After the servers are back up, it’s time for a root cause analysis. What happened? What went wrong? Who screwed up? Blame becomes useful, but only when applied correctly. Imagine a scenario where an outage is caused by a junior developer’s mistake, perhaps a code change was pushed to production that failed a test and prevented a node from starting up. Once this mistake is discovered to be the cause of the outage, senior engineers swoop in with righteous incredulity to berate the obvious failure of running tests locally before pushing code. The advice to the hapless junior dev is simple: remember to run tests and “get good”.

This appears to be the correct use of blame. The senior engineers were correct: the proximate cause of the outage was indeed the junior developer’s mistake. But look beyond the surface and you might discover something wrong with this assignment. The junior developer is a junior for a reason. They were hired as a junior and should be provided the latitude to make mistakes (within reason). What else happened?

In this (hopefully relatable) imaginary strawman, what actually happened was:

Should the junior dev also be blamed for the above problems? A real root cause analysis would go farther than admonishing the junior dev to improve their mental checklist. It would discover that in fact the senior engineers should shoulder some blame for not recommending or implementing a more robust PR process. Further, the analysis would discover that the absentee manager is really at fault for failing to implement any kind of safety net, failing to take action on the insufficient infrastructure, and failing to take accountability for their team member’s basic mistake.

Ultimately the blame should follow the critical path of accountability in an organization. In this scenario, a junior developer made a simple mistake, but the team’s manager had the responsibility to put a system in place that would permit their junior developer to make mistakes without impacting production. The senior engineers bear some blame for failing to notice or take action on the systemic problems, to the extent that their job responsibilities entail technical ownership of the system.

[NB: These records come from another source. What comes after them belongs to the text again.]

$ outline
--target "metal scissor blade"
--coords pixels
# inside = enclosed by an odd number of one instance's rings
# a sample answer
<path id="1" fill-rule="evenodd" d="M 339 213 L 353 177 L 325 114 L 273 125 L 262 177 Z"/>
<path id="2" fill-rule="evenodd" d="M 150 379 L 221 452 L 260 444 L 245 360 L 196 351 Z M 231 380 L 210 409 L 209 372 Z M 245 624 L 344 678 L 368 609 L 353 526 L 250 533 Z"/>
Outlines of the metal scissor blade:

To extend the strawman further, imagine that the team’s manager is notorious for a lack of technical leadership. It turns out that this manager simply does not have the technical ability to understand the problems in the team’s systems. The path of accountability therefore moves up a level to the director, and so on and so forth until ultimately the blame for even a single mistake is to some degree shouldered by the executive leadership of the company.

Good Blame

In this exercise, blame follows the critical path of accountability upwards to the people in the positions of power to do something about the systemic problems, instead of being shouldered by relatively powerless line employees. This is what I mean by “good blame”. Real positive change in organizations can’t happen when blame is assigned to powerless employees. Even if the junior dev got good, the underlying organizational pathologies will continue unaddressed and another production outage is inevitable.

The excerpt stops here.